Original text in English
Interviewed by Matthew Borg – Events and Foreign Rights – Senior Manager National Book Council (Malta)
Published on the 6 of March 2020 on The Times of Malta
The information age generates a daily barrage of all kinds of information. Should we seek refuge from it?
When we talk about the information age, we have to distinguish the vision of the 1980s – information as news in which the sense was elaborated by journalists – from the philosophical meaning of information as the essence of reality that governs our life. The problem is we still have to agree about what information is exactly.
I believe the best contribution to this debate was made by Luciano Floridi, a philosopher from the University of Oxford. His work in the field of the philosophy of information provided a new theoretical framework to understand the world in which we live. According to his approach, we must not protect ourselves from information, but learn the language of information because language is information.
What does being a human information interaction specialist entail?
I studied philosophy in the 1990s, from the birth of the web to its boom. For me, in those years, web programming was the ideal tool to help build a better world. So ICT has become my profession, but the theoretical platform with which I made the choices – sometimes even of a single line of code – was philosophy. When writing an algorithm, it must be done in Kantian terms: treating humanity as an end and never as a means.
In this sense, understanding how people interact with information is fundamental, because today people do not depend on information, but they are informational organisms. To understand how information interacts with people, you need to use all tools available. From behavioural psychology to sociology; from neuropsychiatry to art; from math to etymology, everything is useful, because everything is information.
In your book Skip! The Art of Avoiding Projects you speak of “an ecological way of living in the information age”. Could you elaborate?
I’m currently on an Erasmus+ traineeship at the UoM Department of Philosophy finishing a research project on the identification of latent battlefields in cyberwars. I defend the thesis that personal data of travellers in a tourist destination may be a possible ground for future cyberwars. My first interest is related to the ‘sense’ of what we do. Since there is too much data and information, we can no longer afford to waste time on unnecessary projects. This is the ecological sense of my book.

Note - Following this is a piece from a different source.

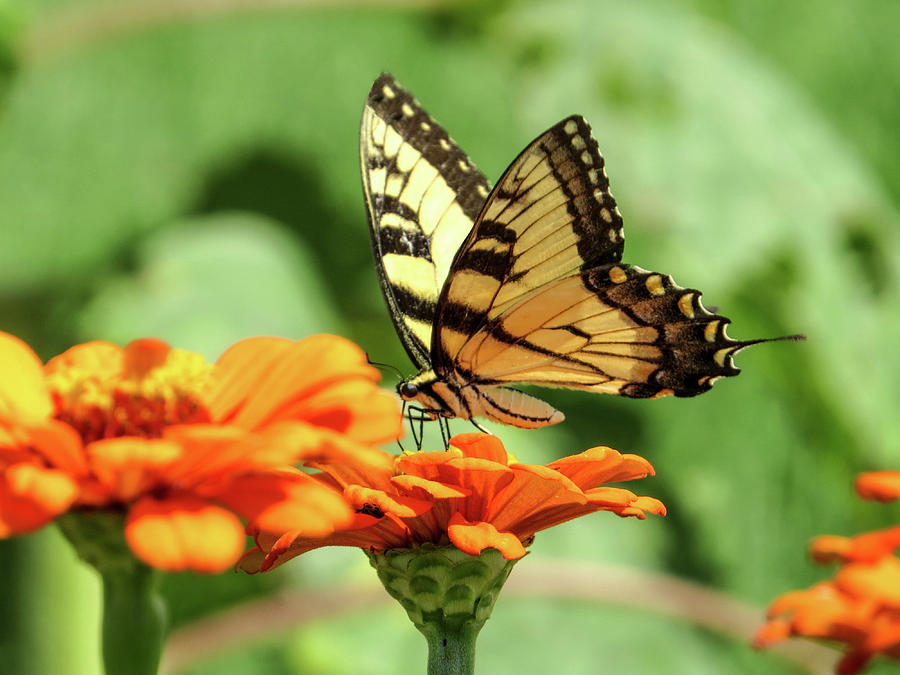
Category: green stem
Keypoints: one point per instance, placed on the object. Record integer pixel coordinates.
(451, 651)
(134, 620)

In the last century we lived in a cosy house on a hill with a swimming pool. The water in it represented all the information of mankind from the first drawings in the Lascaux caves to the beginning of our millennium. In the past two decades, every information-related project has added extra water. In a short time, the swimming pool has become a sea, transforming the hill into an island. In order to survive, we have continued to make increasingly complex projects, but every action has generated new water. Today we make projects and even use artificial intelligence to avoid drowning. However, as in ecology, before producing new energy, we should economise what we squander, hence avoid useless projects.
Media theorist and cultural critic Neil Postman argues in his prophetic book Amusing Ourselves to Death (1985), that TV had habituated us to visual entertainment “measured out in spoonfuls of time”. Has information twisted itself to accommodate spectacle?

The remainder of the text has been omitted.